備中神楽

(国指定重要無形民俗文化財)

備中神楽は備中地方に伝わる神楽です。荒神様を招き、その前で演じることから、荒神神楽とも呼ばれていました。荒神様は、民俗信仰の神様で、恐ろしい神ではありますが、家や部落、農耕などに使用する牛馬の守り神として祭られてきました。荒神様の魂を安らげ、五穀豊穣と、家内安全を祈るために行なわれたものですが、江戸時代末期になって、国学者の西林国橋が、『日本書紀』や『古事記』の神話をもとに、「大国主命の国譲り」など芸能的要素の強い神代神楽をつくり、これが人々の人気を呼んだことから、備中神楽の中心的な舞となりました。
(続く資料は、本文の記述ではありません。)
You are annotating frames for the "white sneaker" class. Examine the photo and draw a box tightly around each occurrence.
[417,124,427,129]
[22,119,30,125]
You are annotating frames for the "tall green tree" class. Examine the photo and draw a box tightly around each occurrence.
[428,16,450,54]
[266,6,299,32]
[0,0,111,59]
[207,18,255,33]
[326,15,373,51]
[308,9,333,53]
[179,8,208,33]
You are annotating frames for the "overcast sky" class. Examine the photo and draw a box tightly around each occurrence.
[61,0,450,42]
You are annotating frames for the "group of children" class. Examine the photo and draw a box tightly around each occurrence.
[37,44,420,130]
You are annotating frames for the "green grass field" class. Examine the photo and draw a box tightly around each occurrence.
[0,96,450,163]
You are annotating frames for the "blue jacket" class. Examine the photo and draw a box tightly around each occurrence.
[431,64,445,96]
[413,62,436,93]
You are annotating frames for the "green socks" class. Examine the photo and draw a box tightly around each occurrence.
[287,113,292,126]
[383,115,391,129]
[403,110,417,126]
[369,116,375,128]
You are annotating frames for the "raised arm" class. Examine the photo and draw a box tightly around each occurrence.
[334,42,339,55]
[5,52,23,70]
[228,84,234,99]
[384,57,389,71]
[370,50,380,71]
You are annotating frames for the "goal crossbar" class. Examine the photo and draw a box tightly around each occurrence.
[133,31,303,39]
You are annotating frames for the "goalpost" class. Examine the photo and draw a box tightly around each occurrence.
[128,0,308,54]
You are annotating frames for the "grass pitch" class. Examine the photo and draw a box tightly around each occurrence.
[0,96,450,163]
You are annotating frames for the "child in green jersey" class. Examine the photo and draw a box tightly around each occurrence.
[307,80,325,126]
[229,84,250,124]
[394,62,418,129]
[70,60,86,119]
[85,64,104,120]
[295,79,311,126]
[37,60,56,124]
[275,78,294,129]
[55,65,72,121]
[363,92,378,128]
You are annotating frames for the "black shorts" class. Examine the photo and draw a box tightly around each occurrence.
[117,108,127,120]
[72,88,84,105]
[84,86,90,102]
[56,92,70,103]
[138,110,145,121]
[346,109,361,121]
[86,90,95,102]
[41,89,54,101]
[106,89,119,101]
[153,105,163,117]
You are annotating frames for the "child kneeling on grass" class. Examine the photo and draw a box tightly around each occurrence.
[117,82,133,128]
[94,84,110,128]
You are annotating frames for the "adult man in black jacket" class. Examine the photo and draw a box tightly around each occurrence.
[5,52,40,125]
備中地域では昭和40年代まで、毎年秋祭りなどに神社や祭りの当番となった家で一晩中神楽が催され、地域に深く根ざしたものでしたが、今では町おこしやお祭りのイベントなどでみられるのみです。
また、昭和54年(1979年)に国指定重要無形民俗文化財に指定されています。

備中神楽には、猿田彦命の舞・両神の舞・大国主命の舞・事代主命の舞・櫛稲田姫の舞 ・須佐之男命の舞・松尾明神の舞・大蛇退治などがあります。